Clinic for Diagnostic and Interventional Radiology (DIR), Heidelberg University Hospital, Heidelberg, Germany.
Diagnostic and Interventional Radiology with Nuclear Medicine, Thoraxklinik, University of Heidelberg, Heidelberg, Germany.
Eur J Radiol. 2024 Sep;178:111606. doi: 10.1016/j.ejrad.2024.111606. Epub 2024 Jul 6.
To evaluate a novel calcium-only imaging technique (VCa) with subtracted bone marrow in osteoporosis in dual-layer CT (DLCT) compared to conventional CT images (CI) and dual-energy X-ray absorptiometry (DXA).
Images of a multi-energy CT phantom with calcium inserts, quantitative CT calibration phantom, and of 55 patients (mean age: 64.6 ± 11.5 years) were acquired on a DLCT to evaluate bone mineral density (BMD). CI, calcium-suppressed images, and VCa were calculated. For investigating the association of VCa and CI with DXA a subsample of 30 patients (<90 days between DXA and CT) was used. Multiple regression analysis was performed to identify further factors improving the prediction of DXA BMD.

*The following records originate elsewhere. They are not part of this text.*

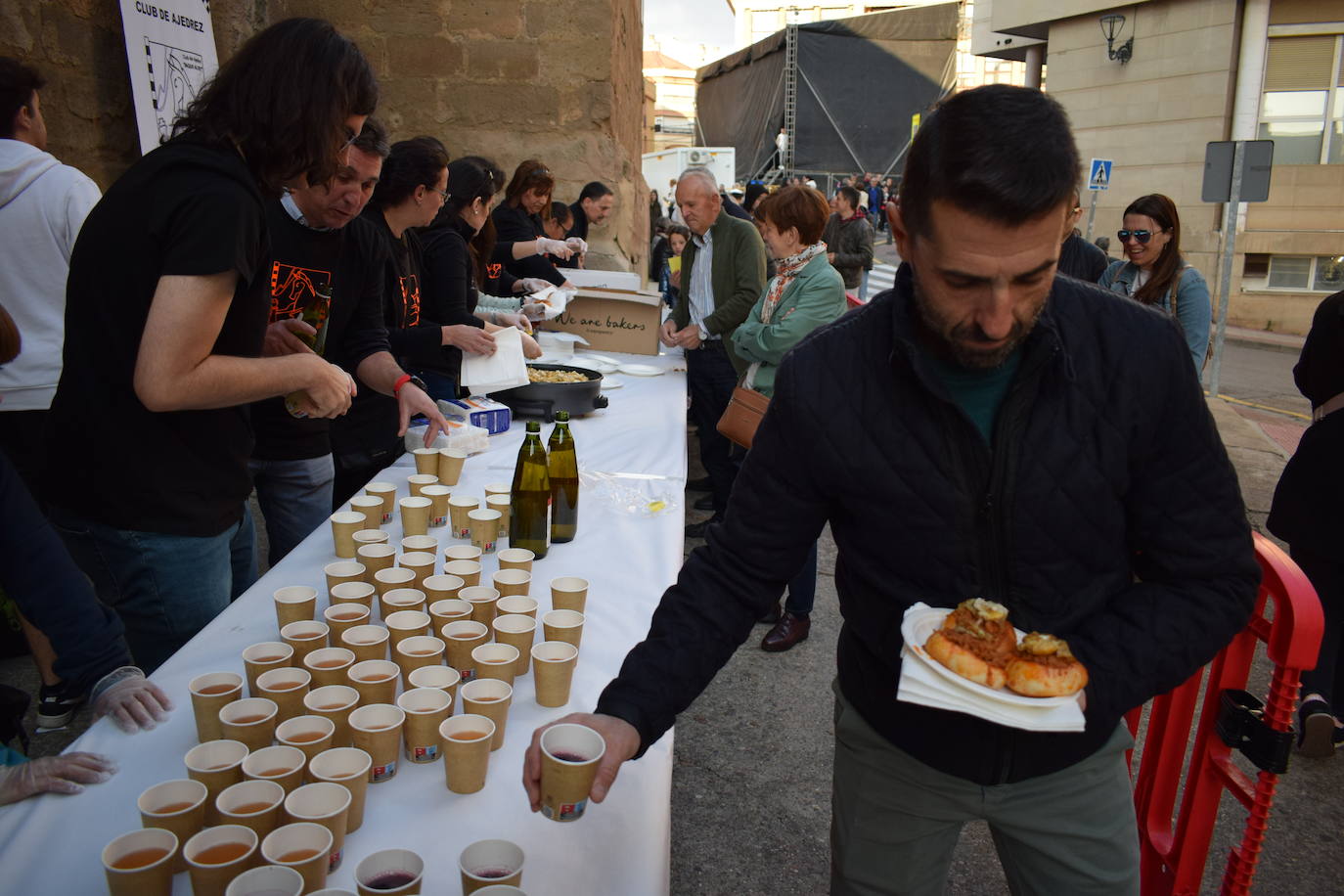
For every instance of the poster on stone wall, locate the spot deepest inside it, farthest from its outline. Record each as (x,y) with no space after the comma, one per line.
(171,54)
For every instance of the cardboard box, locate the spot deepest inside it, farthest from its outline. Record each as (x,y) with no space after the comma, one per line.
(477,410)
(613,320)
(604,278)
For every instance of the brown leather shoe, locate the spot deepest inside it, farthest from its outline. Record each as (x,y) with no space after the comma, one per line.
(786,633)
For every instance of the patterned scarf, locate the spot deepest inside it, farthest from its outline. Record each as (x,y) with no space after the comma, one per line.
(787,269)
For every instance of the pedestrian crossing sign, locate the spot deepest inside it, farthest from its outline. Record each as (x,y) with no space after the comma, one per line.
(1099,173)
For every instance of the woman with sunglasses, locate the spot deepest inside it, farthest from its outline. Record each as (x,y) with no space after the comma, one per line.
(456,246)
(1156,274)
(520,226)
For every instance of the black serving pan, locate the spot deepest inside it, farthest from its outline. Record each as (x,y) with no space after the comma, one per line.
(545,399)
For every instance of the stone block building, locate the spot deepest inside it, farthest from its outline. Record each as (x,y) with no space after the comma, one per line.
(510,79)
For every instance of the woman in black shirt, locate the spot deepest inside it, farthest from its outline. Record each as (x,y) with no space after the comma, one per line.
(520,230)
(456,246)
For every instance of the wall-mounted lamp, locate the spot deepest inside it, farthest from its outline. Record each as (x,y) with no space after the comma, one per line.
(1110,25)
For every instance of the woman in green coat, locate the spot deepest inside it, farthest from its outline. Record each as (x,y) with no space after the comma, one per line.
(804,294)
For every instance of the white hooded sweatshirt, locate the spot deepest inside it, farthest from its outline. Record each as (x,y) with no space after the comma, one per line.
(42,207)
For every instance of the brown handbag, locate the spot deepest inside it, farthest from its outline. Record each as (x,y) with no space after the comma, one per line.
(743,414)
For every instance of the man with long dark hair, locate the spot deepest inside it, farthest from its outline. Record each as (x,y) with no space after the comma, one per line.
(984,428)
(167,308)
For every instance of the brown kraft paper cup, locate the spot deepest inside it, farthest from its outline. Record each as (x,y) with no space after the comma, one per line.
(568,593)
(438,496)
(470,571)
(178,806)
(348,767)
(304,637)
(294,604)
(154,878)
(324,803)
(513,582)
(467,756)
(441,587)
(460,639)
(376,680)
(226,687)
(481,597)
(459,507)
(212,880)
(416,515)
(516,558)
(283,765)
(250,722)
(261,657)
(334,702)
(485,529)
(553,672)
(309,734)
(563,625)
(301,837)
(387,492)
(491,856)
(570,756)
(344,525)
(495,661)
(450,465)
(377,730)
(502,504)
(517,632)
(287,690)
(374,558)
(251,803)
(492,698)
(425,708)
(367,641)
(420,650)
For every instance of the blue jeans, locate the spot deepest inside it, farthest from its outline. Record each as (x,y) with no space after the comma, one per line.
(294,497)
(164,587)
(711,379)
(802,587)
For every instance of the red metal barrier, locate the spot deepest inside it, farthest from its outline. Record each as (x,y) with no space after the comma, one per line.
(1174,856)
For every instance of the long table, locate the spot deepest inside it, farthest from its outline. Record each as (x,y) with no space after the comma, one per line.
(53,844)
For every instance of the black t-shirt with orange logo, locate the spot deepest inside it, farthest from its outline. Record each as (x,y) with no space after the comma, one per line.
(351,261)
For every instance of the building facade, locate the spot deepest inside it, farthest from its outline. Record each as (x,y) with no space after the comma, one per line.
(1200,71)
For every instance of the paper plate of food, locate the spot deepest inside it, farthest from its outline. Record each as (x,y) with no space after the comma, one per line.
(976,648)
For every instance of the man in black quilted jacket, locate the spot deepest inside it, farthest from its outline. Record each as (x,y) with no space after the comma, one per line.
(1008,434)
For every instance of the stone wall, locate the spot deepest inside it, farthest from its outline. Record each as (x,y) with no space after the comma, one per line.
(554,79)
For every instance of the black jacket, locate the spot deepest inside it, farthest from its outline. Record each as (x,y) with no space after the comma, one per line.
(1106,468)
(1308,510)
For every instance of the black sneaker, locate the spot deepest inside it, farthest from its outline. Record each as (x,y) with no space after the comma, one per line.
(56,707)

The calcium concentrations of the CT phantom inserts were significantly associated with CT numbers from VCa (R = 0.94) and from CI (R = 0.89-0.92). VCa showed significantly higher CT numbers than CI in the phantom (p ≤ 0.001) and clinical setting (p < 0.001). CT numbers from VCa were significantly associated with CI (R = 0.95, p < 0.001) and with DXA (R = 0.31, p = 0.007), whereas no significant association between DXA and CI was found. Prediction of DXA BMD based on CT numbers derived from VCa yielded R = 0.76 in multiple regression analysis. ROC for the differentiation of normal from pathologic BMD in VCa yielded an AUC of 0.7, and a cut-off value of 126HU (sensitivity: 0.90; specificity: 0.47).

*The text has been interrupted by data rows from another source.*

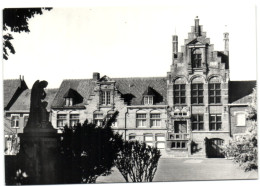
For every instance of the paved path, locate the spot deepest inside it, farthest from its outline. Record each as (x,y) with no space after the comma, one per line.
(190,169)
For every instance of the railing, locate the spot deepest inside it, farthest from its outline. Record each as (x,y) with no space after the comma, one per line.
(178,136)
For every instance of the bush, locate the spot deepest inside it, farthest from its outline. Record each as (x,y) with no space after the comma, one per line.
(138,161)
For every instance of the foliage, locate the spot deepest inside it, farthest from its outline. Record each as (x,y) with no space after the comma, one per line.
(17,20)
(244,150)
(138,161)
(88,151)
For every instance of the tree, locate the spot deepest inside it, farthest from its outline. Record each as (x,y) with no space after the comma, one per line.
(244,150)
(88,151)
(138,161)
(16,19)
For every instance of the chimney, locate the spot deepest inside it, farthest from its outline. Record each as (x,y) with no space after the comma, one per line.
(175,46)
(96,76)
(197,26)
(226,41)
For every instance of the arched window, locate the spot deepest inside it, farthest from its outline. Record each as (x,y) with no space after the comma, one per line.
(196,58)
(197,91)
(214,90)
(179,90)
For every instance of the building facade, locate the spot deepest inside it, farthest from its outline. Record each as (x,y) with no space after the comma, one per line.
(190,112)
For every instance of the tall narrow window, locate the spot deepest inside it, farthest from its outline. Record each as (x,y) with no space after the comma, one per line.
(197,122)
(148,100)
(179,94)
(15,122)
(74,119)
(215,122)
(197,93)
(61,120)
(148,139)
(105,98)
(98,119)
(214,93)
(155,120)
(196,59)
(141,120)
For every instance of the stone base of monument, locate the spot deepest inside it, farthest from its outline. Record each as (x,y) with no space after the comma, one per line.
(39,155)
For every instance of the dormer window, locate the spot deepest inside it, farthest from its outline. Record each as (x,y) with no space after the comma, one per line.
(72,97)
(69,101)
(105,98)
(148,100)
(196,59)
(148,96)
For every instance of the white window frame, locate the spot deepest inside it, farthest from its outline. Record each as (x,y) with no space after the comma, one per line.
(155,120)
(64,120)
(105,97)
(142,121)
(15,126)
(236,116)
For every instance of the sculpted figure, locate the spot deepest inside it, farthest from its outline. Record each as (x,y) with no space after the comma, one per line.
(38,117)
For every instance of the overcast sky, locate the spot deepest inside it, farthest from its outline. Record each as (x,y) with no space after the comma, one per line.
(126,41)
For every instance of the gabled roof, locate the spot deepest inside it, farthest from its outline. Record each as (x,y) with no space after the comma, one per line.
(131,89)
(240,91)
(12,89)
(23,102)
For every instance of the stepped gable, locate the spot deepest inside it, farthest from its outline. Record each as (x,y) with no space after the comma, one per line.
(23,102)
(126,86)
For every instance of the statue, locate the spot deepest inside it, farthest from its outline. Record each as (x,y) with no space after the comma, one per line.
(38,117)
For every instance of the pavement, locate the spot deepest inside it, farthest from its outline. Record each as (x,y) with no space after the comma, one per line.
(183,169)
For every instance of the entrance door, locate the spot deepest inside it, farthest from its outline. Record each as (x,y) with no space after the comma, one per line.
(214,148)
(180,127)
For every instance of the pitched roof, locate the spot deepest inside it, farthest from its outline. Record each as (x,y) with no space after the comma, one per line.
(23,102)
(240,91)
(132,89)
(10,87)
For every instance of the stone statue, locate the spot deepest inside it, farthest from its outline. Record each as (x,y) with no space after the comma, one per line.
(38,117)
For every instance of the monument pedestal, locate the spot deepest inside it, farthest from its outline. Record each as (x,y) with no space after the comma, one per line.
(39,153)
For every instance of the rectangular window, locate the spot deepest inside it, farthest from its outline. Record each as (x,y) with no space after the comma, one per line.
(178,145)
(197,122)
(241,119)
(74,119)
(179,94)
(197,93)
(214,93)
(160,141)
(215,122)
(196,60)
(98,119)
(155,120)
(25,120)
(148,100)
(114,124)
(141,120)
(148,139)
(15,122)
(61,120)
(105,98)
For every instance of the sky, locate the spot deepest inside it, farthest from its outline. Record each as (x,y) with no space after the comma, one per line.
(126,41)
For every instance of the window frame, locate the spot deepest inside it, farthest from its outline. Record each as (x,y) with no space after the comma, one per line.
(156,120)
(198,122)
(214,96)
(15,124)
(215,123)
(179,89)
(64,120)
(141,120)
(105,97)
(197,96)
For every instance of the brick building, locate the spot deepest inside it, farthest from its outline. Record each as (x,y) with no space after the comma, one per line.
(188,113)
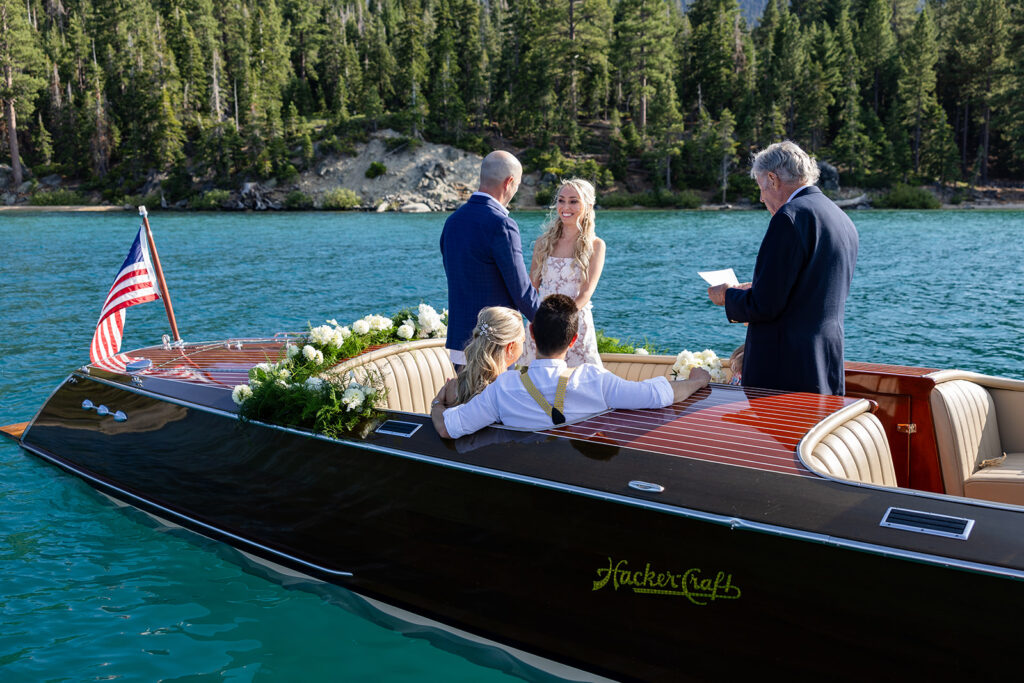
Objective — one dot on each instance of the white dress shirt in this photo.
(591, 390)
(795, 193)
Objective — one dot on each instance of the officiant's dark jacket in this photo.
(797, 299)
(482, 254)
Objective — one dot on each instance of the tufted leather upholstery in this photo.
(967, 429)
(414, 372)
(856, 450)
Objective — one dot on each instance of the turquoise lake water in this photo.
(88, 593)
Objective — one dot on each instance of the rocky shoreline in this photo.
(393, 173)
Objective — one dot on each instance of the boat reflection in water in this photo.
(739, 531)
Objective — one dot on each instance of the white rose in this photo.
(322, 335)
(240, 393)
(352, 398)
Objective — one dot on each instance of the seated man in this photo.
(523, 399)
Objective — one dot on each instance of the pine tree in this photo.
(20, 59)
(916, 85)
(984, 33)
(448, 111)
(718, 58)
(44, 142)
(169, 137)
(877, 50)
(411, 52)
(642, 44)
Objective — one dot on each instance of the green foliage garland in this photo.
(301, 390)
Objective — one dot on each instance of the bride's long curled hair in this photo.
(553, 229)
(496, 328)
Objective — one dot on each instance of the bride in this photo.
(568, 258)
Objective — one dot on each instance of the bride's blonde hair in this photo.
(553, 229)
(496, 328)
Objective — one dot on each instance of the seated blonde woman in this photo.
(497, 343)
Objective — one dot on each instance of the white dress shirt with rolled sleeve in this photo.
(591, 390)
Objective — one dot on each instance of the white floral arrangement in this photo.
(708, 359)
(425, 324)
(299, 390)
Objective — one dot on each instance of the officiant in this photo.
(796, 303)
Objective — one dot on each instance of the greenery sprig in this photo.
(301, 390)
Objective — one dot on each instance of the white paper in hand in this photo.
(714, 278)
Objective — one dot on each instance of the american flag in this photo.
(133, 285)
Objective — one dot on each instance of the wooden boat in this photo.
(741, 530)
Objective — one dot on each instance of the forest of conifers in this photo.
(211, 93)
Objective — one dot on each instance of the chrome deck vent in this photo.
(928, 522)
(398, 428)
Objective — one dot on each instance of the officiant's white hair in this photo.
(787, 161)
(497, 167)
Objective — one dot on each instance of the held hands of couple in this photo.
(717, 293)
(682, 389)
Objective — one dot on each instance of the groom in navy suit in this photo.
(796, 304)
(482, 254)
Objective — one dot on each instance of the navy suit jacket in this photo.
(797, 299)
(482, 254)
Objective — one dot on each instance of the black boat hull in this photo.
(586, 574)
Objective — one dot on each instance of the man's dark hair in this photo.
(555, 324)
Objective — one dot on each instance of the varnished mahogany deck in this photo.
(740, 426)
(733, 425)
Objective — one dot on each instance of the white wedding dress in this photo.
(561, 275)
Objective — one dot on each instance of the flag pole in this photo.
(160, 273)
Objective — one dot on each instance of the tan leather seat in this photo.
(854, 449)
(972, 442)
(414, 372)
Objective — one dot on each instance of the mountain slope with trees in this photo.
(201, 95)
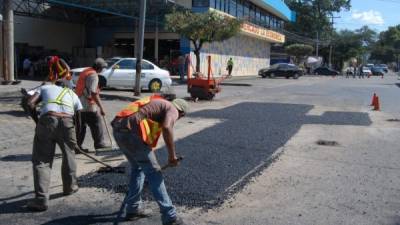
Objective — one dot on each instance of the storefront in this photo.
(251, 48)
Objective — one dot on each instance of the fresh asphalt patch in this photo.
(220, 160)
(217, 157)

VCa images showed better agreement with DXA and known calcium concentrations than CI, and could be used to estimate BMD. A VCa cut-off of 126HU could be used to identify abnormal bone mineral density.
在双层 CT(DLCT)中,与常规 CT 图像(CI)和双能 X 射线吸收法(DXA)相比,评估一种新型仅含钙的成像技术(VCa)与骨髓抑制在骨质疏松症中的应用。
使用 DLCT 对多能量 CT 体模、定量 CT 校准体模和 55 例患者(平均年龄:64.6±11.5 岁)的图像进行采集,以评估骨矿物质密度(BMD)。计算 CI、钙抑制图像和 VCa。为了研究 VCa 和 CI 与 DXA 的相关性,使用了 30 例患者的子样本(DXA 和 CT 之间的时间间隔<90 天)。采用多元回归分析来确定改善 DXA BMD 预测的其他因素。
CT 体模插入物的钙浓度与 VCa(R=0.94)和 CI(R=0.89-0.92)的 CT 数显著相关。VCa 在体模(p≤0.001)和临床环境(p<0.001)中比 CI 显示出更高的 CT 数。VCa 的 CT 数与 CI(R=0.95,p<0.001)和 DXA(R=0.31,p=0.007)显著相关,而 DXA 与 CI 之间无显著相关性。基于 VCa 得出的 CT 数预测 DXA BMD 的多元回归分析中 R=0.76。在 VCa 中,正常和病理性 BMD 之间的区分的 ROC 曲线产生了 0.7 的 AUC,126HU 的截断值(敏感性:0.90;特异性:0.47)。
VCa 图像与 DXA 和已知的钙浓度的一致性优于 CI,可用于估计 BMD。VCa 的 126HU 截断值可用于识别异常的骨矿物质密度。